Things like adding an entirely new model with CRUD endpoints and pages are one yarn redwood g ModelName
command away. Same thing goes for adding things like authentication, mailers, and deployment configuration from tons of providers.
This saves developers a fair amount of time at the beginning of a project scaffolding the application. Redwood doesn’t get rid of the need for a lot of the boilerplate code, but its CLI does write it for you.
There’s more, but…
There’s a ton more that Redwood can do for you out of the box. It is a “batteries included” framework with loads of integrations and plugins. Where it can’t quell the complexity of building an SPA, it quiets it for you and gives you a pattern for reasoning through it.

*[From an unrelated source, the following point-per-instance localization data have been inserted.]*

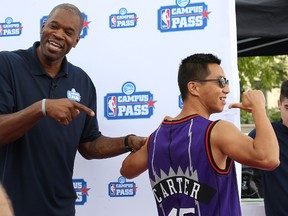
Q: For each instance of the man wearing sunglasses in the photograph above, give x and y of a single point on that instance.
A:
(190, 159)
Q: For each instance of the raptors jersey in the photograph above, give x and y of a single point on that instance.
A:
(184, 177)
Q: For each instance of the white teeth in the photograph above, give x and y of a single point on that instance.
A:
(54, 44)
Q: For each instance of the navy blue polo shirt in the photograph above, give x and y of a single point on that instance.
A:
(37, 169)
(275, 181)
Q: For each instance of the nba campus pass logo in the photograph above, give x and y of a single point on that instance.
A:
(122, 188)
(10, 28)
(129, 104)
(123, 19)
(182, 16)
(80, 187)
(85, 28)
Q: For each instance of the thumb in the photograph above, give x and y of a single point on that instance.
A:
(235, 105)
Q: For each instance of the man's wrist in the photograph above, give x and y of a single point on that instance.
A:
(126, 142)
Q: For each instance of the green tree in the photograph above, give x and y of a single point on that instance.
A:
(264, 73)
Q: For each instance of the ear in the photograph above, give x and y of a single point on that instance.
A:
(193, 88)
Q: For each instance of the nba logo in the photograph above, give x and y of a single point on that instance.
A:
(112, 190)
(111, 108)
(113, 21)
(165, 19)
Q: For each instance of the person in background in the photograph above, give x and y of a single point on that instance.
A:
(47, 113)
(190, 159)
(5, 204)
(274, 182)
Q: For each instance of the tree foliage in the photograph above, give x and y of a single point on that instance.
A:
(262, 72)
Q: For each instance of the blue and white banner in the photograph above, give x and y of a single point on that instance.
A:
(132, 51)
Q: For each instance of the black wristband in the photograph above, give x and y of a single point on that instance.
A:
(127, 147)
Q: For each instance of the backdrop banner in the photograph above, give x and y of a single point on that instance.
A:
(132, 51)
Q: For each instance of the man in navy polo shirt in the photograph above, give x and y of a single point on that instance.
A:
(47, 113)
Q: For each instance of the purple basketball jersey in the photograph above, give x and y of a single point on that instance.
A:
(184, 177)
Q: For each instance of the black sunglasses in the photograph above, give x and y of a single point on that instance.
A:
(222, 81)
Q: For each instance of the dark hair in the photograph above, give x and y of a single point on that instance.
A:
(67, 6)
(284, 90)
(194, 67)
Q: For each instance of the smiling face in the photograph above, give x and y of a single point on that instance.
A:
(59, 34)
(213, 97)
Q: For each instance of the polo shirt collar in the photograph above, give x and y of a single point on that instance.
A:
(64, 66)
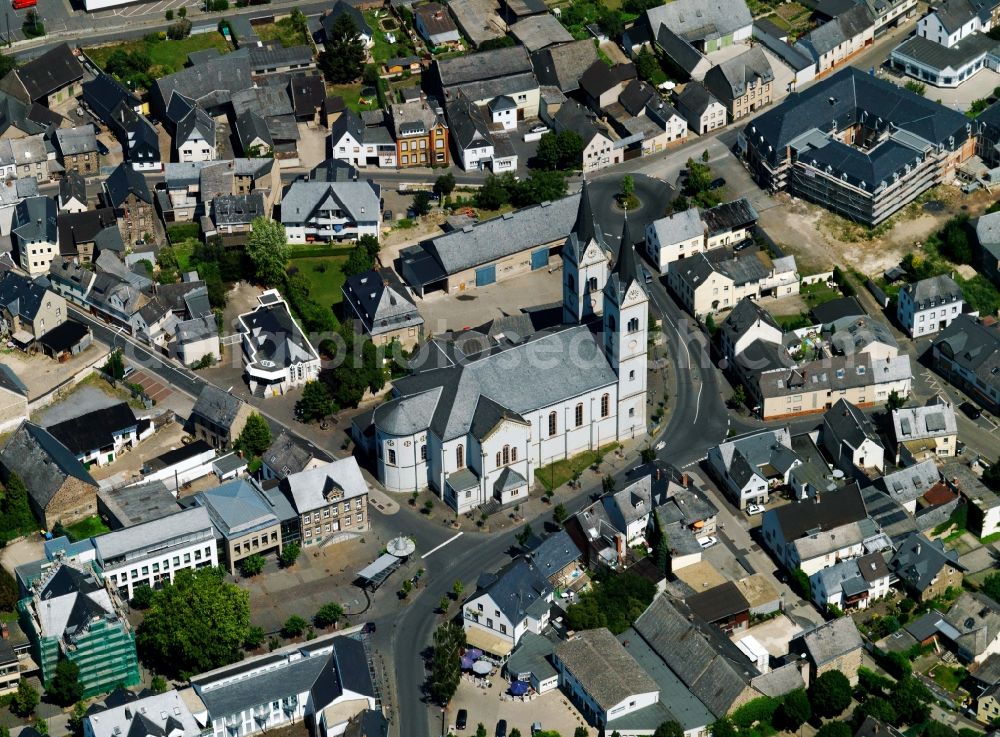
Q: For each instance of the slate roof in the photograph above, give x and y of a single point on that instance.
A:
(217, 406)
(94, 430)
(830, 640)
(20, 296)
(731, 79)
(517, 589)
(504, 235)
(562, 66)
(604, 668)
(917, 122)
(483, 65)
(539, 31)
(933, 291)
(711, 667)
(514, 377)
(357, 200)
(380, 301)
(701, 20)
(50, 72)
(918, 561)
(42, 463)
(311, 489)
(237, 508)
(125, 181)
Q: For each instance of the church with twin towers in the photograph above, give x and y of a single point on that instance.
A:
(476, 428)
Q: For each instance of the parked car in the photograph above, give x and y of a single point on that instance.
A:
(971, 411)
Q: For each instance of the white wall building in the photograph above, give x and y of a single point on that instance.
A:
(151, 553)
(929, 305)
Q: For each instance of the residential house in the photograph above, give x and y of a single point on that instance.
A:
(925, 569)
(563, 66)
(151, 553)
(97, 437)
(245, 519)
(361, 145)
(558, 558)
(342, 7)
(77, 149)
(434, 24)
(832, 171)
(330, 211)
(325, 682)
(420, 132)
(485, 75)
(929, 430)
(973, 627)
(51, 79)
(34, 234)
(715, 280)
(506, 605)
(60, 489)
(929, 305)
(331, 501)
(383, 308)
(125, 191)
(983, 502)
(722, 606)
(13, 402)
(536, 32)
(815, 534)
(69, 613)
(851, 584)
(489, 251)
(28, 310)
(743, 84)
(591, 665)
(165, 714)
(967, 354)
(675, 237)
(287, 455)
(73, 193)
(688, 31)
(603, 85)
(833, 646)
(218, 417)
(750, 465)
(599, 148)
(838, 40)
(702, 658)
(850, 439)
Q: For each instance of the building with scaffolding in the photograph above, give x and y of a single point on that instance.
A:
(70, 614)
(857, 145)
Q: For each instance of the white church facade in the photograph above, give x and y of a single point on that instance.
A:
(476, 427)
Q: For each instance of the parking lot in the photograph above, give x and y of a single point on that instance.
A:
(553, 710)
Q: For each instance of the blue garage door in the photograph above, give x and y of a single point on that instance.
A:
(486, 275)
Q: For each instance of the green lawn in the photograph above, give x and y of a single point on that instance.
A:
(325, 277)
(556, 474)
(167, 56)
(383, 50)
(284, 31)
(90, 527)
(352, 94)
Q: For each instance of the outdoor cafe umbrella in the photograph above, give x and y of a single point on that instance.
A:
(518, 688)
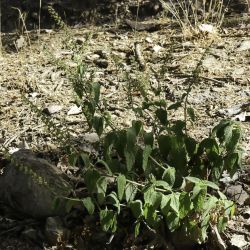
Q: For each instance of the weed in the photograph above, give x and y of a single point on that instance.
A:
(165, 177)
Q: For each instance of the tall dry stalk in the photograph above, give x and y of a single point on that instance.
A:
(0, 28)
(39, 17)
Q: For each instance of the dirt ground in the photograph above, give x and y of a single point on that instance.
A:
(39, 72)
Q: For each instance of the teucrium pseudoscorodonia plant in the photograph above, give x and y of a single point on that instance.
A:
(164, 177)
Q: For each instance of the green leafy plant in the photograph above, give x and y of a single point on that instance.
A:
(192, 13)
(164, 177)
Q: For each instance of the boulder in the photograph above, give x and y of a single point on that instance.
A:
(34, 187)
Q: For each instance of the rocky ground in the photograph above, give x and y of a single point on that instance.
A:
(35, 69)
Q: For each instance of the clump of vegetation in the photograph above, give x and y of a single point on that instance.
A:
(164, 177)
(192, 13)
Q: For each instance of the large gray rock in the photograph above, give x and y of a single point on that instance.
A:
(30, 185)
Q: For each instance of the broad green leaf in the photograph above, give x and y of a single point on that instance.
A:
(149, 139)
(112, 199)
(193, 179)
(138, 126)
(89, 205)
(208, 205)
(169, 176)
(152, 197)
(121, 184)
(222, 223)
(103, 163)
(191, 114)
(173, 221)
(137, 229)
(120, 142)
(204, 226)
(165, 204)
(73, 159)
(211, 184)
(233, 143)
(208, 144)
(96, 92)
(228, 132)
(231, 163)
(130, 159)
(219, 130)
(130, 192)
(98, 124)
(175, 203)
(165, 143)
(178, 127)
(85, 159)
(161, 114)
(163, 184)
(131, 138)
(146, 153)
(108, 219)
(199, 196)
(101, 186)
(151, 216)
(222, 196)
(191, 146)
(89, 110)
(186, 204)
(90, 179)
(136, 208)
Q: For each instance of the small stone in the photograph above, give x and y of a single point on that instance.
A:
(245, 45)
(74, 110)
(20, 42)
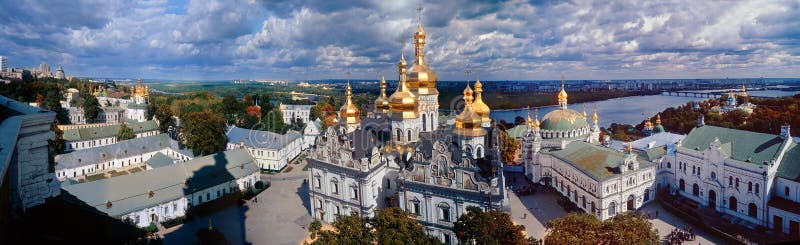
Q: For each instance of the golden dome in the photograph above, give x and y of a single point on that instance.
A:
(382, 102)
(403, 103)
(562, 96)
(421, 79)
(468, 123)
(349, 111)
(479, 107)
(744, 91)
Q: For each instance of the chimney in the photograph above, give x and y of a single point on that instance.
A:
(701, 120)
(785, 131)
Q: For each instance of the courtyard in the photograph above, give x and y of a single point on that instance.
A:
(279, 216)
(533, 211)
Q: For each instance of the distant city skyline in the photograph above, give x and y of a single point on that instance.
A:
(311, 40)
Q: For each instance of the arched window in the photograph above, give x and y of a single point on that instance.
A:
(752, 210)
(612, 209)
(335, 186)
(317, 181)
(444, 212)
(424, 122)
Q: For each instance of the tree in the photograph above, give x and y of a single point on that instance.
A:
(349, 229)
(394, 226)
(575, 228)
(125, 133)
(625, 228)
(204, 133)
(508, 147)
(232, 109)
(164, 116)
(493, 227)
(91, 108)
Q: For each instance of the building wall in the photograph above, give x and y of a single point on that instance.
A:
(91, 143)
(116, 163)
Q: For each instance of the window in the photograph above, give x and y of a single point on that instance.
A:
(415, 207)
(752, 210)
(612, 209)
(444, 212)
(335, 186)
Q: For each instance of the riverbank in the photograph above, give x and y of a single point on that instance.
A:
(518, 100)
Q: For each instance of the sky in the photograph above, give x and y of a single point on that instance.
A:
(324, 39)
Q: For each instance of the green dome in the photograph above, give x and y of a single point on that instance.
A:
(563, 120)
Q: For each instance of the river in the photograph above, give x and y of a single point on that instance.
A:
(627, 110)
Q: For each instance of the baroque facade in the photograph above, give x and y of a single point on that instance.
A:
(402, 155)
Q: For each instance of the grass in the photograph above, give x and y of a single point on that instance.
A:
(95, 177)
(115, 173)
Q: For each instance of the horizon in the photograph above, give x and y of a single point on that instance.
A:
(317, 40)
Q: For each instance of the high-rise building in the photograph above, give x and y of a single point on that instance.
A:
(60, 73)
(44, 70)
(3, 63)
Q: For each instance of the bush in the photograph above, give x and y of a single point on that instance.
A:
(151, 228)
(174, 222)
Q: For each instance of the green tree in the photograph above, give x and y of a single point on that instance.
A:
(493, 227)
(575, 228)
(91, 108)
(164, 116)
(204, 133)
(349, 229)
(231, 108)
(625, 228)
(508, 147)
(395, 226)
(125, 133)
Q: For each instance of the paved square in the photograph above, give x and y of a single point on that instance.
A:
(280, 216)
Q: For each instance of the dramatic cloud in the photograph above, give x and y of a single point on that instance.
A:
(318, 39)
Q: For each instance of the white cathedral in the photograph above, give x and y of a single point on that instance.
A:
(401, 155)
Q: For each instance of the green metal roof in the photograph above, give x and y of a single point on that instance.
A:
(598, 162)
(563, 120)
(107, 131)
(159, 160)
(517, 131)
(131, 192)
(790, 165)
(745, 146)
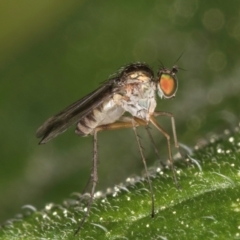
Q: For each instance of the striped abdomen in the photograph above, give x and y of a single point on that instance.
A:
(107, 112)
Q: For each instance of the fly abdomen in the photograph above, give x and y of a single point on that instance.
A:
(106, 113)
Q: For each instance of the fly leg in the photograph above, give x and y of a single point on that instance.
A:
(125, 122)
(141, 122)
(94, 178)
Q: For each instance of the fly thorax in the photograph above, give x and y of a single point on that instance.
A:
(140, 102)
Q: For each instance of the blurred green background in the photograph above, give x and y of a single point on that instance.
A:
(54, 52)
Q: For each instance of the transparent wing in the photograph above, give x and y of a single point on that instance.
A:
(73, 113)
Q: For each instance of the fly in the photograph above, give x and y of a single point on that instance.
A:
(132, 89)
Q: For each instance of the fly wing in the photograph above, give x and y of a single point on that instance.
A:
(73, 113)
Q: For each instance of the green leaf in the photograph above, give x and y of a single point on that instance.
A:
(206, 207)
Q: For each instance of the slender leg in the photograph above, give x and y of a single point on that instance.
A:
(94, 178)
(154, 145)
(144, 163)
(155, 123)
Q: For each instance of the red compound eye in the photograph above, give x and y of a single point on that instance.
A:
(167, 82)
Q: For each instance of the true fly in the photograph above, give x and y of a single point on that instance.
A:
(131, 90)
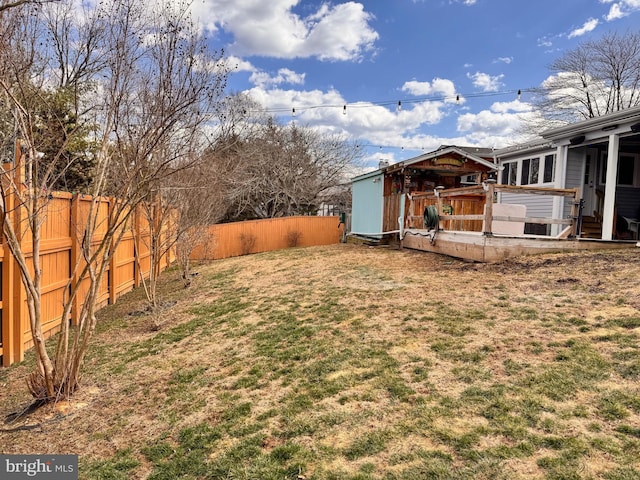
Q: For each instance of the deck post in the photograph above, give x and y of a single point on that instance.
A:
(610, 188)
(575, 211)
(562, 153)
(439, 206)
(488, 209)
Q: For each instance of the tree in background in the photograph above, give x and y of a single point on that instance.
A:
(146, 80)
(275, 170)
(593, 79)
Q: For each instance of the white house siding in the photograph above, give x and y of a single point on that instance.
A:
(628, 201)
(575, 174)
(537, 205)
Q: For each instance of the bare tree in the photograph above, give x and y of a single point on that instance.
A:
(595, 78)
(156, 79)
(280, 170)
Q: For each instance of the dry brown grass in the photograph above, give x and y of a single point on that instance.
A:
(358, 362)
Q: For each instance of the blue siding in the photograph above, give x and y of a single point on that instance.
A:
(367, 205)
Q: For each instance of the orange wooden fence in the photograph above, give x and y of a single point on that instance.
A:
(242, 238)
(61, 235)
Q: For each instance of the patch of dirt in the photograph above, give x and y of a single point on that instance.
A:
(517, 313)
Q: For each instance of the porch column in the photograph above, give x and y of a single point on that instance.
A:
(610, 188)
(562, 153)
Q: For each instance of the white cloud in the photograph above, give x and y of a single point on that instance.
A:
(284, 75)
(620, 9)
(486, 82)
(333, 32)
(438, 87)
(615, 12)
(588, 26)
(238, 65)
(500, 126)
(545, 42)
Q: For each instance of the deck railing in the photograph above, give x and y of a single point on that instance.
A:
(470, 209)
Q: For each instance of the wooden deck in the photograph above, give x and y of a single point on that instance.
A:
(480, 247)
(481, 231)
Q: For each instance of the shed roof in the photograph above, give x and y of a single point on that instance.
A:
(474, 154)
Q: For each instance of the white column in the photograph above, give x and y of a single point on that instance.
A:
(562, 153)
(610, 187)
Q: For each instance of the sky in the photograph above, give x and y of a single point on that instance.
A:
(402, 77)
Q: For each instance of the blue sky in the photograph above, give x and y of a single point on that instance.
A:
(455, 66)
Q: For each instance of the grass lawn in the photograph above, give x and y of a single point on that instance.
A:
(350, 362)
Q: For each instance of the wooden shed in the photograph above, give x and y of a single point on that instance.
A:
(379, 197)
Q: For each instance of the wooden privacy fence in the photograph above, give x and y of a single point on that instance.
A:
(61, 239)
(242, 238)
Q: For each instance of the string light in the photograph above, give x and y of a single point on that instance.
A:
(399, 103)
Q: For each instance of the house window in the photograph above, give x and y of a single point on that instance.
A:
(626, 170)
(549, 168)
(509, 174)
(530, 169)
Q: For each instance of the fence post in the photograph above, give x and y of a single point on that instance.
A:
(488, 209)
(111, 277)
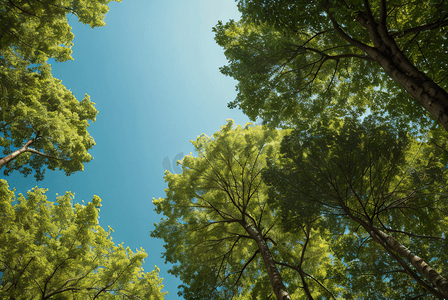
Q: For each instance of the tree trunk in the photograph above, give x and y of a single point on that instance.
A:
(389, 243)
(12, 156)
(274, 274)
(386, 53)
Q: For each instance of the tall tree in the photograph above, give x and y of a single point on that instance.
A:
(59, 251)
(37, 30)
(41, 123)
(297, 60)
(219, 230)
(382, 193)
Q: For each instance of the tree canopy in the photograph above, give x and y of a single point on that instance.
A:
(38, 30)
(57, 250)
(41, 123)
(298, 60)
(381, 193)
(222, 235)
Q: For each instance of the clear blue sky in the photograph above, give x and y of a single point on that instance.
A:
(153, 74)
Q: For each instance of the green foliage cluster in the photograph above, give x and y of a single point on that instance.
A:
(350, 197)
(54, 250)
(57, 250)
(41, 123)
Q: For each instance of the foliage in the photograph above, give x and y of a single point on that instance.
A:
(208, 209)
(38, 30)
(296, 61)
(59, 251)
(361, 176)
(41, 122)
(44, 120)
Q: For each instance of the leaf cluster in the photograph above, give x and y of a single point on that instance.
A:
(58, 250)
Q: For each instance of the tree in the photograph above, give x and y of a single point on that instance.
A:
(383, 195)
(298, 60)
(37, 30)
(222, 235)
(41, 122)
(59, 251)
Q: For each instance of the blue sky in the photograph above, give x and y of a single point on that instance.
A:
(153, 73)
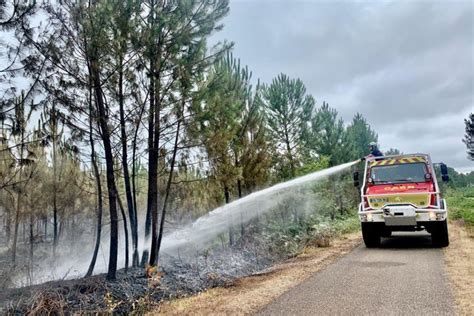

But, before running yarn create redwood-app
to create your next project (especially as a startup), I want you to ask yourself:
Does this app need to use CSR?
It’s more than likely – thanks to tools like Remix and Hotwire that are bringing an SPA-style UX to traditional SSR applications – that the answer is no.
Redwood’s entire framework is predicated on saving developers time by doing all of the CSR configuration work for them. But don’t let Redwood’s abstractions be a distraction from the fact that all of that complexity can be avoided for the life of your project by avoiding CSR altogether.
In a sense, I feel Redwood falls into a trap that many startups do…
Right problem – wrong solution.
Let me reiterate that I deeply wanted to love Redwood. Its all-star team identified real problems that I experienced for years when building web applications with modern approaches like SSG and CSR. However, I don’t feel the abstractions and conventions they provide are enough of a solution to the underlying issues of that architectural style.
But I’m also highly aware that this is only version 1.0 – it’s an MVP. I’m still going to keep a close eye on Redwood, and I hope future iterations of the framework will push the paradigm of JAMstack applications forward.